これ、おちてたんですけど、うちのぬいぐるみそっくり
え、もしかして、つれてきたの?
ちがいますよお、でもほんとそっくり
うちにかえったら、ぬいぐるみないかもよ
えー、こわいですよお
まあじょうだんはともかく、おとしものはうらであずかるよ
ねえ、てんちょう、もしほんとにいなかったら、もらっていいですか?
そんなににてるの? まあ、ほかんきげんがすぎればね
はあい、と高校生ちゃんは言うとわたしをぎゅっとしてとなりのおへやにつれていってくれた。
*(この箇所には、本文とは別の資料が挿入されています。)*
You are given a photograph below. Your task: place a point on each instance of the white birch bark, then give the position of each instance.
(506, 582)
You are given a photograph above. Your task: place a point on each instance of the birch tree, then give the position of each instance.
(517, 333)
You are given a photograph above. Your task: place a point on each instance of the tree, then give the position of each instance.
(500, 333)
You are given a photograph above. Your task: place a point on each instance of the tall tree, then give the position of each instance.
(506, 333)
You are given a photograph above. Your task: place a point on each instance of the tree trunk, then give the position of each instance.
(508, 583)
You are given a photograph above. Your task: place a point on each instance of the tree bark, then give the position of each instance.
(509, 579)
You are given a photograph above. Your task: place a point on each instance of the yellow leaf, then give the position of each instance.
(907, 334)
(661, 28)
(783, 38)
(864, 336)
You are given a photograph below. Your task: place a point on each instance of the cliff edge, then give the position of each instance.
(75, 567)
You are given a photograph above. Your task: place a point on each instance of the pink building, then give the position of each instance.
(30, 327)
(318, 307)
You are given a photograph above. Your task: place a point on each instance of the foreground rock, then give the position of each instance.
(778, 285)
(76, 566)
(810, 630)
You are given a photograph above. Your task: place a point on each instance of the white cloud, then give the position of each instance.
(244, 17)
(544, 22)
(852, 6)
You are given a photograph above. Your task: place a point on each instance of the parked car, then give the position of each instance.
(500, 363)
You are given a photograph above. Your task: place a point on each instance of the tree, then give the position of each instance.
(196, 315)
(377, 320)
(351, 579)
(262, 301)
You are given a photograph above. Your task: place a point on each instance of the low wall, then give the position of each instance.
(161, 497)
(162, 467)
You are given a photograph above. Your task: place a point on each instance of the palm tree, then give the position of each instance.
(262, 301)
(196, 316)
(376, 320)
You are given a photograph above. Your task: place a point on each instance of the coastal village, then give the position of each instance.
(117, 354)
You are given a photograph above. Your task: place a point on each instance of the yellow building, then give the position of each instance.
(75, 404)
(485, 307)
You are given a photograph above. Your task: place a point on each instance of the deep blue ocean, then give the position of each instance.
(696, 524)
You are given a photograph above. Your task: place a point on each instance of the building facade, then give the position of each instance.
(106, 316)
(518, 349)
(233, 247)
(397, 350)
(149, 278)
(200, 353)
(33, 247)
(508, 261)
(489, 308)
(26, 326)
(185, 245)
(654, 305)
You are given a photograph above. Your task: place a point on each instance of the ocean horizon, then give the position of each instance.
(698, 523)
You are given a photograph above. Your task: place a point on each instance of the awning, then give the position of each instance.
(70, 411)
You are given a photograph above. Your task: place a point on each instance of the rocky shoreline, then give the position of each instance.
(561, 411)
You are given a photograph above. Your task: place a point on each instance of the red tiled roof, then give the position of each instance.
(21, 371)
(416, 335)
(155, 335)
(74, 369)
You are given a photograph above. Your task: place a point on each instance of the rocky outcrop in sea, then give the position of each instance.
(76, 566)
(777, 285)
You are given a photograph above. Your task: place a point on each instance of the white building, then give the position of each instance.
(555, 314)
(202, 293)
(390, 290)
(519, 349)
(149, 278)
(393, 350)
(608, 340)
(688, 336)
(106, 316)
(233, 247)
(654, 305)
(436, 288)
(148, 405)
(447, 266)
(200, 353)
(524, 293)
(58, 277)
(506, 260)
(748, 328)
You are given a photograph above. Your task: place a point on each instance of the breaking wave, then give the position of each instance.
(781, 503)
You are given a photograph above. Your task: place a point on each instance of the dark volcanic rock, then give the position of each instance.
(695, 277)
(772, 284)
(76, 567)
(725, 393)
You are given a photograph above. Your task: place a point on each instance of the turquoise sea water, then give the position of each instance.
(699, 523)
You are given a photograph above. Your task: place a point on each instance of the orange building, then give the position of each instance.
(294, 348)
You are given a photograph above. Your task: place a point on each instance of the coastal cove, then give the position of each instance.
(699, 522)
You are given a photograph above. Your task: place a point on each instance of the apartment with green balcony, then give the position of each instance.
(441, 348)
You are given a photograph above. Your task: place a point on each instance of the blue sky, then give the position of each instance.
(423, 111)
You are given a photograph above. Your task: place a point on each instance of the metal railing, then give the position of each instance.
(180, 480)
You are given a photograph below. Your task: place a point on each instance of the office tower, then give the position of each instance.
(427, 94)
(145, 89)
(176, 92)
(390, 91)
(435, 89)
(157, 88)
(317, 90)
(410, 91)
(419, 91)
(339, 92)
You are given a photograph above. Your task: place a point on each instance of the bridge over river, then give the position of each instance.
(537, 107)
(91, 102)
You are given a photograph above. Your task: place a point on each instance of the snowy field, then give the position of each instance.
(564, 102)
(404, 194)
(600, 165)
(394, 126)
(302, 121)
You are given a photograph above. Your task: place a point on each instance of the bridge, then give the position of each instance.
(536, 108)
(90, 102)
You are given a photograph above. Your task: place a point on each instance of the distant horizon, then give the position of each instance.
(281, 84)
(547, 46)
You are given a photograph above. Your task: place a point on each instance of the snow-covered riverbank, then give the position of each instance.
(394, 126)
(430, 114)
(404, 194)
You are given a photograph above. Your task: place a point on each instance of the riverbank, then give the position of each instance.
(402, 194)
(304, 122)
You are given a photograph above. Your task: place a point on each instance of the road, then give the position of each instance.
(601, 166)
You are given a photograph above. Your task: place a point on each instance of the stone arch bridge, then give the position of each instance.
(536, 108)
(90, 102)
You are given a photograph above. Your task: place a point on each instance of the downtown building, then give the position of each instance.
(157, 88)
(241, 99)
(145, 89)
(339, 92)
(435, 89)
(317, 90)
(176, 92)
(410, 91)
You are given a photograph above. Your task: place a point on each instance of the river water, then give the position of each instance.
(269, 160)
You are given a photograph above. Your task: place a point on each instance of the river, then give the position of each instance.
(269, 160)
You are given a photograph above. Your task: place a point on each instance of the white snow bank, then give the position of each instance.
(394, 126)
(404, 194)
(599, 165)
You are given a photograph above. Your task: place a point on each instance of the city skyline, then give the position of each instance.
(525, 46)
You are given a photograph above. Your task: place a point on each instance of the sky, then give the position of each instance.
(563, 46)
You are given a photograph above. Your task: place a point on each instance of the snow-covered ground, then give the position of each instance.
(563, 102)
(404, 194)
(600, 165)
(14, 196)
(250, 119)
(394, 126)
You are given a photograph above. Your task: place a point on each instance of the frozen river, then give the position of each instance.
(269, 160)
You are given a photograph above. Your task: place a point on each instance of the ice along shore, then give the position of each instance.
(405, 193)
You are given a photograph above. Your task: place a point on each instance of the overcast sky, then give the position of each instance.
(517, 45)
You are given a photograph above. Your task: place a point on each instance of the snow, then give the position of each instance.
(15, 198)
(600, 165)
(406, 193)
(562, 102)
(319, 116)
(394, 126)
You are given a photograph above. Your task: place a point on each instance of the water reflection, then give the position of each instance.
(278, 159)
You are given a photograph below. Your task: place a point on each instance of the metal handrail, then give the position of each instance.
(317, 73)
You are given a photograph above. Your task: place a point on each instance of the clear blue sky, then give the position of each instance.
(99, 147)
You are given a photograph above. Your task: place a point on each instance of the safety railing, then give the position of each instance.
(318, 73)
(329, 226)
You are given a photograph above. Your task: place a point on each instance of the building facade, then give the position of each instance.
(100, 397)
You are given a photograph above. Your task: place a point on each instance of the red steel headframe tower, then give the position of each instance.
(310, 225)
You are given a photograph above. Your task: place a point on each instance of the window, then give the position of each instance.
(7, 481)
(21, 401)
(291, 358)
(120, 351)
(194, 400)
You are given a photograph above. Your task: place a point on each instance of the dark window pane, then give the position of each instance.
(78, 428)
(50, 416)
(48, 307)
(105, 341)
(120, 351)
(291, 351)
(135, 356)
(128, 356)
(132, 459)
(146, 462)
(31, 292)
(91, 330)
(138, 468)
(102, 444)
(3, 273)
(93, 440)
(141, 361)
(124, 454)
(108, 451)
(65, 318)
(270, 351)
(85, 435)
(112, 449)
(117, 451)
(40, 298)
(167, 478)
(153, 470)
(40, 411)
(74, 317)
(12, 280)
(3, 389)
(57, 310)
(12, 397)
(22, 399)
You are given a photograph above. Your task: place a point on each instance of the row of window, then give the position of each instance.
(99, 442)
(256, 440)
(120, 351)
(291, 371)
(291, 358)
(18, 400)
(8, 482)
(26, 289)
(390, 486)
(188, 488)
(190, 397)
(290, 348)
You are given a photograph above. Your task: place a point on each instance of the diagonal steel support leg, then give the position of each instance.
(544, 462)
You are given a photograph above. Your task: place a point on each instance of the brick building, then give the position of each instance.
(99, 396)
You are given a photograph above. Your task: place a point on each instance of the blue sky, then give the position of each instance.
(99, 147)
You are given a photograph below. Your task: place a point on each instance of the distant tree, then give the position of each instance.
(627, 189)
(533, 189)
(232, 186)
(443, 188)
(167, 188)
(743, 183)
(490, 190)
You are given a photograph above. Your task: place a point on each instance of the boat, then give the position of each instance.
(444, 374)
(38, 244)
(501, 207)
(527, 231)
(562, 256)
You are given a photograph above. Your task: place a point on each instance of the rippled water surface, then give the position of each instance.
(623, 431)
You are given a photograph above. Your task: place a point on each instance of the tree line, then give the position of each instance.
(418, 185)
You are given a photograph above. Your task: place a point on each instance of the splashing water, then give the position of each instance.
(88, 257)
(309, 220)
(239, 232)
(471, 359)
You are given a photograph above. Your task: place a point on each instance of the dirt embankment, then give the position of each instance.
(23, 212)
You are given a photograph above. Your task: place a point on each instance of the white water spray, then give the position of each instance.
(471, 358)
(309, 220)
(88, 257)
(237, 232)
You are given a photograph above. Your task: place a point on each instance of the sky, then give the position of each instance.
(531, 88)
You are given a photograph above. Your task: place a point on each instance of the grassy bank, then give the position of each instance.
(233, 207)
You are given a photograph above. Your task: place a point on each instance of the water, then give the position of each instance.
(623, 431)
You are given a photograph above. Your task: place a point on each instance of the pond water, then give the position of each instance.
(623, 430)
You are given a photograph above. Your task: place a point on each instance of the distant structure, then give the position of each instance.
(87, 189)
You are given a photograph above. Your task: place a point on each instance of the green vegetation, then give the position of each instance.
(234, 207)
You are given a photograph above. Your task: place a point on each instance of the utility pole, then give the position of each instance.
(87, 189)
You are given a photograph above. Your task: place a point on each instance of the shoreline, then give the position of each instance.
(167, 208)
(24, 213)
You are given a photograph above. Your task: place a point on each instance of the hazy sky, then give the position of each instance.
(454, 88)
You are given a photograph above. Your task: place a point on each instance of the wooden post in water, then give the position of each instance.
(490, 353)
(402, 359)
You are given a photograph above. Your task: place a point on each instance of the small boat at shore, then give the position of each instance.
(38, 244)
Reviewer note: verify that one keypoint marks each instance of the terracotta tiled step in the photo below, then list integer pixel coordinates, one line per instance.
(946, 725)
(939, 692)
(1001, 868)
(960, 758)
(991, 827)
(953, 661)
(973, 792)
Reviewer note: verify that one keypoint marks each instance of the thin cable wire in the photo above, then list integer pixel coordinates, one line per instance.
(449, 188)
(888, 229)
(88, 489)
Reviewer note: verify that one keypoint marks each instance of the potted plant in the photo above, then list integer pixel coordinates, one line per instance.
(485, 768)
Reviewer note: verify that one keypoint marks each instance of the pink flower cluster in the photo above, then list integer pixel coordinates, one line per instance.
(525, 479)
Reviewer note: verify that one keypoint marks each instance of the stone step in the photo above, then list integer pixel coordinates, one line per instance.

たなにすわらせてくれると、高校生ちゃんはまたどこかへ行こうとした。
どこかへ行こうとしたけど、なにか思ったのかわたしのまえに本をひらいてくれた。
これ読んで、まっててね
高校生ちゃんはわたしににこっとわらった。
ナナちゃんだったころのままだった。
うれしかった。
高校生ちゃんもやっぱりナナちゃんだと思った。
うれしかったし、ほっとした。
おうちにかえっても、もやもやしない気がした。
本を読んでまたびっくりした。
小学生、という人の話なのにナナちゃんの話じゃなかった。
それに小学生はたくさんいた。
ぬいぐるみのなかまを思い出した。
ナナちゃんは小学生ちゃんとか高校生ちゃんになったのではなくて高校生というなかまになったのだと思った。
よかった。
ナナちゃんのことをいっぱい知れてよかった。
これからはどんなに名前や大きさがかわってもかわらなくても、ナナちゃんのことをナナちゃんとたくさんよぼうと思った。
おうちにかえってナナちゃんとよぶのは、またべつのお話。